Figure 4. Impaired cognitive deficits are reinstated in Fmr1 KO mice following discontinuation of lithium in the object novelty task and temporal ordering for objects task.

Adolescent male Fmr1 KO and WT mice were treated with lithium for 4 weeks. After testing, lithium treatment was discontinued for 4 weeks and the mice were retested.

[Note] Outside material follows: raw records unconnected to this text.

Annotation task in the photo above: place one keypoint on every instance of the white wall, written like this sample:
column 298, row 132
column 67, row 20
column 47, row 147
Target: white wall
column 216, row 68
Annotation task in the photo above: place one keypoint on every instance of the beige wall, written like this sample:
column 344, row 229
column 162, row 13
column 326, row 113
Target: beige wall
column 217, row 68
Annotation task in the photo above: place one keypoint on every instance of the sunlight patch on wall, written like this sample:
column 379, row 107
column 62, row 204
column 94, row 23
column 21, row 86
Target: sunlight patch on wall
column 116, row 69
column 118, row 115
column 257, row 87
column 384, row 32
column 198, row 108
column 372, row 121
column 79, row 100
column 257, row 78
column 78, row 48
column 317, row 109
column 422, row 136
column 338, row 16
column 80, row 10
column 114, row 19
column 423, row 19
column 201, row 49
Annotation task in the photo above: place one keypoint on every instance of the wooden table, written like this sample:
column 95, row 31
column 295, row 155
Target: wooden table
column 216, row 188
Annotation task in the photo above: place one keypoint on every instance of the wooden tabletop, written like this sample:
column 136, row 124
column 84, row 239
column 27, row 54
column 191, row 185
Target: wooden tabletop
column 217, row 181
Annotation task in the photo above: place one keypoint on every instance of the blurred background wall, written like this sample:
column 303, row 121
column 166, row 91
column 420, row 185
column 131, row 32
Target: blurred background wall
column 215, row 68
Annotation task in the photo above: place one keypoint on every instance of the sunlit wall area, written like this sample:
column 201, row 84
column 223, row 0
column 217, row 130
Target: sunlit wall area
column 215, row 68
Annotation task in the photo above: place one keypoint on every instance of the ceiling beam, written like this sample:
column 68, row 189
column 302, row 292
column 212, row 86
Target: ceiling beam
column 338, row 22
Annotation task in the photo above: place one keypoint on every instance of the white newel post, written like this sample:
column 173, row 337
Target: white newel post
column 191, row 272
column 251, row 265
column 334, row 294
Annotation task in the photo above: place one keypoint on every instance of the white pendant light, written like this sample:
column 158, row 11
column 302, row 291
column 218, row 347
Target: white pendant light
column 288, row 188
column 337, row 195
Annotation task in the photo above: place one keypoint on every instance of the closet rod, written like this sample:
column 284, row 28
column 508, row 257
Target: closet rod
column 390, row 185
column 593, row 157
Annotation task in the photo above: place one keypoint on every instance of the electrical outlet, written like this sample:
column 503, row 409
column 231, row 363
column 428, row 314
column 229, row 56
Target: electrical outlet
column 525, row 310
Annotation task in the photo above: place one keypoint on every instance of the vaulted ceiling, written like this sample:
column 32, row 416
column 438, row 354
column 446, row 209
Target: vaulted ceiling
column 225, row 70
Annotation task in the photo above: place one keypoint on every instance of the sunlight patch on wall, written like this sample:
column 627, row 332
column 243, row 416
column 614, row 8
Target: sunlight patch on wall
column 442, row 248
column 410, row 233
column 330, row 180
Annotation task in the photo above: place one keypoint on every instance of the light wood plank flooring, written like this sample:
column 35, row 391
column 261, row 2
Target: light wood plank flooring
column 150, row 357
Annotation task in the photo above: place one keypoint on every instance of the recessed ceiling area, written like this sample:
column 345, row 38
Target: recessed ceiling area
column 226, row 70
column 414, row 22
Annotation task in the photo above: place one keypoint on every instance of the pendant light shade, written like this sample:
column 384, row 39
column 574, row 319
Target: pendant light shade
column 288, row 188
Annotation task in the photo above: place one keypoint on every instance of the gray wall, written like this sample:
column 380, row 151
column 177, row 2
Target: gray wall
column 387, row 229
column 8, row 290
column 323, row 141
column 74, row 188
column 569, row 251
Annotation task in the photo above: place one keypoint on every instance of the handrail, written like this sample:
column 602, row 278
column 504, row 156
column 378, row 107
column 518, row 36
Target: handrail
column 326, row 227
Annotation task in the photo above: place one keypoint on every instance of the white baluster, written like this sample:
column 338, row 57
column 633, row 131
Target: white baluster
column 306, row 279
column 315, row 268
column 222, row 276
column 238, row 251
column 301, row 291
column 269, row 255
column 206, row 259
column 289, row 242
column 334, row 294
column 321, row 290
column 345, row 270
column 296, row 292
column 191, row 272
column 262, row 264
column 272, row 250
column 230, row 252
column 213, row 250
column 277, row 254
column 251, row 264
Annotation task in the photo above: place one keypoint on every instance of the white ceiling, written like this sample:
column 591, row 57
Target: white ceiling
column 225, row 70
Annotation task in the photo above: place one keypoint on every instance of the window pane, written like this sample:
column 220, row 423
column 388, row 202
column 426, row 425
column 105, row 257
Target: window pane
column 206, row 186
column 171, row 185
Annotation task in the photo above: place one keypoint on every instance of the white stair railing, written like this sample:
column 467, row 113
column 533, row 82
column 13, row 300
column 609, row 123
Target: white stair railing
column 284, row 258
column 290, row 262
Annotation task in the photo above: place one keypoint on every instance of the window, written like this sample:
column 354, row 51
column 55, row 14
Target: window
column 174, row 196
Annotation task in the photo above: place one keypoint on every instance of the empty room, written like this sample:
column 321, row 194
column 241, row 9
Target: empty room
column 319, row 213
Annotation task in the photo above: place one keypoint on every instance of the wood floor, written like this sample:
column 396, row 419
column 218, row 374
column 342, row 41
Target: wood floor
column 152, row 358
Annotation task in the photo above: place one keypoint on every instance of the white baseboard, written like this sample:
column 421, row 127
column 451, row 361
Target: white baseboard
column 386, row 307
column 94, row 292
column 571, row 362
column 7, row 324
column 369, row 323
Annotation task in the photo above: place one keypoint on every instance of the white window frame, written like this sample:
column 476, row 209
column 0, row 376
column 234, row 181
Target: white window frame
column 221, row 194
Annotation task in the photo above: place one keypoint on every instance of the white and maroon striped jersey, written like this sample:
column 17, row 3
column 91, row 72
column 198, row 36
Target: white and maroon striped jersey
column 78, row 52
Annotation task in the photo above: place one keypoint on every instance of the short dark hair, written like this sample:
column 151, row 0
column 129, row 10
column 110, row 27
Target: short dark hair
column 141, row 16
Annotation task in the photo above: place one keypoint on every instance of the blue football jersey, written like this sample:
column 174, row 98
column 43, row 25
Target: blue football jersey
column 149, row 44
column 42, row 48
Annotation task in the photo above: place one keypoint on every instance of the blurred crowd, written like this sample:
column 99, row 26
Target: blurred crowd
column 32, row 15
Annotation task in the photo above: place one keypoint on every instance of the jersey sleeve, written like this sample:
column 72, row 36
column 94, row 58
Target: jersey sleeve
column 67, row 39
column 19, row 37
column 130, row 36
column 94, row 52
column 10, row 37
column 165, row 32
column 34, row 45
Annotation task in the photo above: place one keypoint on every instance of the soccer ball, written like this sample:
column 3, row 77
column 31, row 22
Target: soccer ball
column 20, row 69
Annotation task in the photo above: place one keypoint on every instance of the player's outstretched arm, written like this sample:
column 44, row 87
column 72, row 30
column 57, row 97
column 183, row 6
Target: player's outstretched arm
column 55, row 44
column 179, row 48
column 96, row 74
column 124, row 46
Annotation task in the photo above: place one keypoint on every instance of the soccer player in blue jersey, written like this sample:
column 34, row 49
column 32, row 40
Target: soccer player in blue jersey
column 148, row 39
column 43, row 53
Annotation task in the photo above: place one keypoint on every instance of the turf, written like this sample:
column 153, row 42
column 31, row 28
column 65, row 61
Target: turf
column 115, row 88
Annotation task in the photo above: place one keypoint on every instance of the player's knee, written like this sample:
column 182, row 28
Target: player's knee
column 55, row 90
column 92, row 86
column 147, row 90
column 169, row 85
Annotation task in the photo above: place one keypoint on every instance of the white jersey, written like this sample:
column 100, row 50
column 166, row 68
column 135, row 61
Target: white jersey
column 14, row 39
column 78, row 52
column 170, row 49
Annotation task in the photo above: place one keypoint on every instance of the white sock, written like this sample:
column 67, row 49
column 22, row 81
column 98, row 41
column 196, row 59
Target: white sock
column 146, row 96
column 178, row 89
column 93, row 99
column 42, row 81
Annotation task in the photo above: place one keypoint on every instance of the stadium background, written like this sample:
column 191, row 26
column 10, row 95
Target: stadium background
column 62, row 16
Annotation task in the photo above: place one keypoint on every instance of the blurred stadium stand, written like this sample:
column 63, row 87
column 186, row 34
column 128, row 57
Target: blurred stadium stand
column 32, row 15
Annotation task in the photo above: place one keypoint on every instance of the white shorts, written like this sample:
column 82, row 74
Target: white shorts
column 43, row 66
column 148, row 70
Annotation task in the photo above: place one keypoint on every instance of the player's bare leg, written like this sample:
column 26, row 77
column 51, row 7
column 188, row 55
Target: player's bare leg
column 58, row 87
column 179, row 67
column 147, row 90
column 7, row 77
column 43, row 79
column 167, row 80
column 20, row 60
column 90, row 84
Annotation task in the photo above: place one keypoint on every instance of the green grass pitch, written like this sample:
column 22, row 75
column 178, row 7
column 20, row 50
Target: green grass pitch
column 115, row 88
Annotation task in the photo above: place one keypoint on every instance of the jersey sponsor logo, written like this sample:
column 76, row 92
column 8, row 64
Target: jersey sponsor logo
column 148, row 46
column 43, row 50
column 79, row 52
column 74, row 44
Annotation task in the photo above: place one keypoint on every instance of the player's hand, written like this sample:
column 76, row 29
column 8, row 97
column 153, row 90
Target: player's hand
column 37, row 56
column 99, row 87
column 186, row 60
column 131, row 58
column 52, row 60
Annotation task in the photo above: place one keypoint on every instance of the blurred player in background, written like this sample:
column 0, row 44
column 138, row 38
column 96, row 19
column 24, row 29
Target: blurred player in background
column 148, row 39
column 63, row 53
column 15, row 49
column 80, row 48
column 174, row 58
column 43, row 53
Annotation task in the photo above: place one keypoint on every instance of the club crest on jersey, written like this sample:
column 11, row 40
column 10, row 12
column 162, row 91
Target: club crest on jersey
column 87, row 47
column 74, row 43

Prior testing in the same paradigms had no effect on re-test performance in untreated WT mice or Fmr1 KO mice (Student's t-test, p>0.05 compared to retest; object novelty detection task: WT no treatment: n=7, t(12)=0.78, p>0.05; FX no treatment: n=9, t(16)=0.29, p>0.05; temporal ordering for objects task: WT no treatment: n=7, t(12)=0.68, p>0.05; FX no treatment: n=9, t(16)=1.42, p>0.05). (A,B) Performance in the object novelty detection task. (A) Times spent exploring the novel (N) and familiar (F) object. (Student's t-test; *p<0.05 compared to time spent with familiar object; WT no treatment: n=7, t(12)=3.78, p<0.05; WT discontinued lithium treatment: n=7, t(12)=3.57, p<0.05; Fmr1 KO no treatment: n=9, t(16)=1.87, p>0.05; Fmr1 KO discontinued lithium treatment: n=9, t(16)=2.28, p<0.05) (B) Exploration ratio. (one-way ANOVA followed by post hoc Bonferroni's multiple comparison test; F(3,28)=47.41). *p<0.05 compared to matched WT mice. (C,D) Performance in the temporal ordering for objects task. (C) Times spent exploring the first object presented (Object 5) and the object most recently explored (Object 7). (Student's t-test; *p<0.05 compared to time spent with Object 7; WT no treatment: n=7, t(12)=3.87, p<0.05; WT discontinued lithium treatment: n=9, t(12)=3.48, p<0.05; Fmr1 KO no treatment: n=9, t(16)=3.75, p<0.05; Fmr1 KO discontinued lithium treatment: n=9, t(16)=1.75, p>0.05). (D) Exploration ratio. (one-way ANOVA followed by post hoc Bonferroni's multiple comparison test; F(3,28)=28.80, p<0.05). *p<0.05 compared to matched WT mice.